Introduction
All writing should speak for itself I suppose but these thoughts about poems come from my love of traditional nature writing. Wordsworth described poetry as the spontaneous overflow of powerful feelings: it takes its origin from emotion recollected in tranquillity, and who would argue with him?
I have no formal education in poetry (nor in much else) and find all the strictures and structures mind-boggling and too scientific (quite enough of that in other fields) and fear that if I worried too much it would kill the love. Instead, I'm inspired by John Donne (we share a birthday, though in a somewhat different century), Robert Frost, John Clare (of course), Edward Thomas, W.H. Davies (Supertramp), R.S. Thomas, William Barnes, H.D. Thoreau, W.B. Yeats, Dylan Thomas and Bob Dylan.
So, as always, mentoring comes from the masters. Isaac Newton mentioned ‘standing on the shoulders of giants’, and the great self-taught Spanish guitarist Segovia said, I was my own teacher and pupil; anything is possible if you have enough enthusiasm and work hard.
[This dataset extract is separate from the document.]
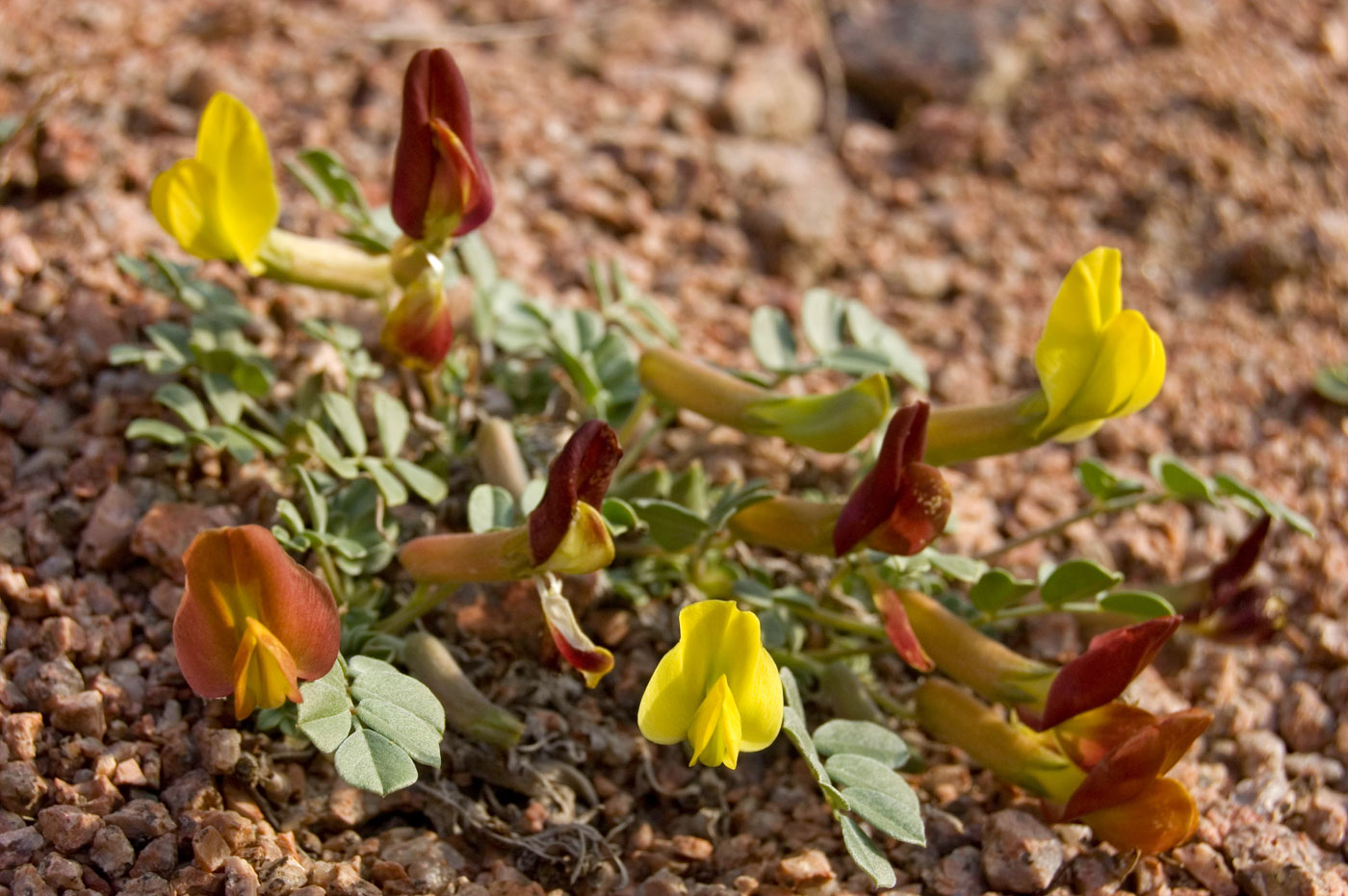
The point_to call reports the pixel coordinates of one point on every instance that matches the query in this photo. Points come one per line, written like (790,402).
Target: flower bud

Finally, though I have nothing against ‘free verse’ or 'blank verse' per se it has to be bloody good, a la Shakespeare or Wordsworth, or, for me, Ted Walker - the Sussex poet I've only just discovered. There's so much bad prose masquerading as poetry, I struggle to distinguish free verse from cut-about prose. Funky or clever use of blank space, and truncated line breaks do not, of themselves, make good poetry - which I think of as linguistic music. Robert Frost memorably said that free verse was “like playing tennis without a net”.
I hope you can browse and enjoy some of these poems.